A separate report by CGS-CIMB also noted that MIT has put together a tenant assistance package for existing tenants at the cluster. Tenants will be offered an extended notice period of 12 months at a preferential gross rental rate for their remaining leases at the Kolam Ayer 2 cluster.
“They will not be required to reinstate their premises and will not need to compensate for early termination if they choose to move out prior to the expiration of their leases. In addition, MIT will actively help them relocate to alternative clusters within its portfolio,” CGS-CIMB’s analysts Lock Mun Yee and Ervin Seow noted. “More than 469,200 sqft of space has been set aside for tenants considering relocation. These alternative spaces will be offered at a discounted gross rental rate for new three-year leases.”
Rent-free, longer fit-out periods and cash subsidies will also be offered to tenants who choose to relocate, they added.
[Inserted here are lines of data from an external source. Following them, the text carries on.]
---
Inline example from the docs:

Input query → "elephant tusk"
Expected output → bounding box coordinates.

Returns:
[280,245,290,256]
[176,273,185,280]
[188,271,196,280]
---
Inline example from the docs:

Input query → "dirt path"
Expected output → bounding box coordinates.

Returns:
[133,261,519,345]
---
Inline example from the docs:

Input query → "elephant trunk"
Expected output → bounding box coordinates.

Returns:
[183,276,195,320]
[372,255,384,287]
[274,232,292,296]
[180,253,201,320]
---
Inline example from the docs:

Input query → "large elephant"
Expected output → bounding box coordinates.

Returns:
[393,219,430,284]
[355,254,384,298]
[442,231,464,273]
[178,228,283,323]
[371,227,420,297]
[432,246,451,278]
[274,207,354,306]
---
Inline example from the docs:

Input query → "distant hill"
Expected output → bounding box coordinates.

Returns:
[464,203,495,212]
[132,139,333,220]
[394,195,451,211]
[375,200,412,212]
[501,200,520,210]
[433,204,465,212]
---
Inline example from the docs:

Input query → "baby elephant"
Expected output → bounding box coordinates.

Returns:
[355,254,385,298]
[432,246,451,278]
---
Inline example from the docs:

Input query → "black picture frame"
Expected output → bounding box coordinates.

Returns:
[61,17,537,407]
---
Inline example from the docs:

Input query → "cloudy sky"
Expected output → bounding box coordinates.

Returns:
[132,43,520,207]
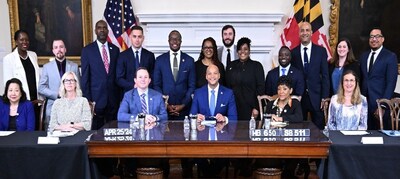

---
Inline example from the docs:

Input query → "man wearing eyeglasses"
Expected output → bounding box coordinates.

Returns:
[38,39,80,130]
[360,28,398,130]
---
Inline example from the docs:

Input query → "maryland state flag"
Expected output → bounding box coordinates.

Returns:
[280,0,332,59]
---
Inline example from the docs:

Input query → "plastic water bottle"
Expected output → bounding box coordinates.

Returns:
[129,115,135,128]
[264,114,271,129]
[138,113,145,129]
[183,116,190,140]
[323,126,329,138]
[249,116,256,137]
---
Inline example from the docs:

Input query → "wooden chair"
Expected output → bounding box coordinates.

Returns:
[376,98,398,130]
[31,99,46,131]
[291,95,302,102]
[257,95,277,129]
[88,101,96,117]
[323,98,331,125]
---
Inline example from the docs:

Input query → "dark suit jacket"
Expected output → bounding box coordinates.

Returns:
[328,61,360,96]
[291,43,329,110]
[0,100,35,131]
[360,47,398,110]
[265,66,305,96]
[116,47,155,92]
[80,41,120,110]
[265,98,303,122]
[153,51,196,107]
[117,88,167,122]
[190,85,237,120]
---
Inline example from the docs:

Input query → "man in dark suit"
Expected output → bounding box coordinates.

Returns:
[80,20,120,178]
[81,20,120,130]
[217,25,238,69]
[153,30,196,120]
[291,22,329,130]
[190,64,237,177]
[360,28,398,130]
[265,46,304,96]
[116,26,155,93]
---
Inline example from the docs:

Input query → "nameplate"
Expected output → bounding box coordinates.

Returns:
[251,129,310,137]
[361,137,383,144]
[38,136,60,144]
[251,137,310,142]
[103,128,133,136]
[104,136,134,141]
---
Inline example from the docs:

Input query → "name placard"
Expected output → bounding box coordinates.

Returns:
[251,129,310,137]
[251,137,310,142]
[103,128,133,136]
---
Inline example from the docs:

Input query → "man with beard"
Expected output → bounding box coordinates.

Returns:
[217,25,238,69]
[39,39,79,130]
[265,46,304,96]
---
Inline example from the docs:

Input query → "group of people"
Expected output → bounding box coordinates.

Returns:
[1,19,398,178]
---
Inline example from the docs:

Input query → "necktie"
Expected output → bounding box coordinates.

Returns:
[210,89,216,115]
[173,52,178,81]
[281,68,286,76]
[227,49,231,67]
[135,50,140,68]
[209,126,216,141]
[303,47,309,74]
[102,44,109,74]
[368,52,376,73]
[140,93,147,114]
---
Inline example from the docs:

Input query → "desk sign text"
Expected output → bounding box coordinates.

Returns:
[103,128,133,136]
[251,129,310,137]
[251,137,310,142]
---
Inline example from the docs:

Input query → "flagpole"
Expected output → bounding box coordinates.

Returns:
[120,0,126,50]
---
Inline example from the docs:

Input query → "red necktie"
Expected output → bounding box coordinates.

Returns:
[102,44,109,73]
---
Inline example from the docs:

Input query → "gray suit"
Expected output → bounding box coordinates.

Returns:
[217,46,238,69]
[38,59,80,124]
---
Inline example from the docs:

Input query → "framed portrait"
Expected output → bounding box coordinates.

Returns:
[7,0,92,65]
[329,0,400,61]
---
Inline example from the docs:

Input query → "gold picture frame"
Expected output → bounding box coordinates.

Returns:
[328,0,339,56]
[7,0,92,66]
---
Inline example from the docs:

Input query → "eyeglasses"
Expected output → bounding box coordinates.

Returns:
[343,79,356,83]
[63,79,76,84]
[369,35,383,39]
[202,46,214,50]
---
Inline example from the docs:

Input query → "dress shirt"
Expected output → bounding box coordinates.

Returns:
[169,50,181,73]
[300,43,312,66]
[96,40,110,64]
[221,46,234,69]
[279,64,291,76]
[367,46,383,72]
[208,84,219,113]
[132,47,142,63]
[138,89,149,113]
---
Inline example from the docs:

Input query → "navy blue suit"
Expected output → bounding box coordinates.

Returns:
[360,47,398,129]
[190,85,237,121]
[265,66,305,96]
[81,41,120,129]
[116,47,155,92]
[153,51,196,119]
[291,43,329,129]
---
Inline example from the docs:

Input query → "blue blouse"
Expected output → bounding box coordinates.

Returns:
[327,95,368,130]
[331,67,343,94]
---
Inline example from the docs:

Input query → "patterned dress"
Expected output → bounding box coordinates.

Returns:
[49,97,92,131]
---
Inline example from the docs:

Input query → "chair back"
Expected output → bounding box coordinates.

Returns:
[257,95,277,129]
[322,98,331,125]
[291,95,302,102]
[390,98,400,130]
[376,98,397,130]
[89,101,96,117]
[31,99,46,131]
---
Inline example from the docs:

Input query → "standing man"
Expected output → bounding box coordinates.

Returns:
[217,25,238,69]
[153,30,196,120]
[265,46,304,96]
[81,20,120,130]
[291,22,329,130]
[39,39,79,130]
[190,64,237,177]
[116,26,155,93]
[360,28,398,130]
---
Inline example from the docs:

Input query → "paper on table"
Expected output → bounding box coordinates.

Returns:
[201,120,216,126]
[0,131,15,136]
[38,136,60,144]
[341,130,370,135]
[361,137,384,144]
[48,130,79,137]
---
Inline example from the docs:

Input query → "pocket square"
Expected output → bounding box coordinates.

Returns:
[220,104,226,107]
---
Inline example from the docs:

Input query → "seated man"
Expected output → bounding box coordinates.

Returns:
[190,64,237,177]
[117,67,168,177]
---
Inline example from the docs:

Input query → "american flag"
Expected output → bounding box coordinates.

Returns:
[104,0,136,51]
[280,0,332,60]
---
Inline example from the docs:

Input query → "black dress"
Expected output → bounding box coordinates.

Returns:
[20,56,38,100]
[194,60,225,88]
[225,59,265,120]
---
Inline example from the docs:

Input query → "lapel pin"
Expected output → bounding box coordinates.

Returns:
[182,59,185,62]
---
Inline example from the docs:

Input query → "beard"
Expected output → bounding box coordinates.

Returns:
[223,38,234,47]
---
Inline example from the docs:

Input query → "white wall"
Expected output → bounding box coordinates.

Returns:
[0,0,332,94]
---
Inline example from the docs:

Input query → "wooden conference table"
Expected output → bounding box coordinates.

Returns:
[87,120,331,159]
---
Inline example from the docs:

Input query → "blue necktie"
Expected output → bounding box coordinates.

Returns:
[135,50,140,68]
[281,68,286,76]
[209,126,216,140]
[303,47,309,74]
[140,93,147,114]
[210,90,216,115]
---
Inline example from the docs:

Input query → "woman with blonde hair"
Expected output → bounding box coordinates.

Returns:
[48,71,92,131]
[327,70,368,130]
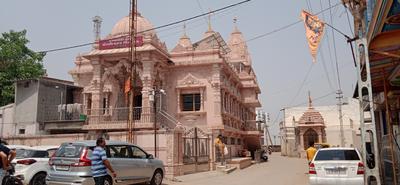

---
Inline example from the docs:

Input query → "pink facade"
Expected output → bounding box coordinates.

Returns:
[69,12,262,175]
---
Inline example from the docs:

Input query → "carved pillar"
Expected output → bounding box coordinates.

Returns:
[90,58,103,124]
[141,60,155,123]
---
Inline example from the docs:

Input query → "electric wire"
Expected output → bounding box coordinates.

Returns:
[319,0,338,88]
[195,0,209,24]
[37,0,251,53]
[328,0,342,90]
[37,1,341,54]
[244,2,340,44]
[345,7,354,37]
[270,91,337,128]
[288,63,314,106]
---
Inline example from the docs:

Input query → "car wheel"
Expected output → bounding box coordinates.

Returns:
[104,176,113,185]
[30,173,47,185]
[150,170,163,185]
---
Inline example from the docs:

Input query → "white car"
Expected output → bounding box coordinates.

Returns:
[11,145,58,185]
[309,147,365,185]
According to Chua, MIT’s push for high-tech growth has gained further momentum following strong leasing activity at nearby 30A Kallang Place, which is now fully-pre-committed.
“We believe project risks lie mostly on execution but these are mitigated by its strengthening BTS track record, as its asset enhancement initiatives (AEIs) and redevelopment projects have totalled more than $700m in value to-date,” she commented.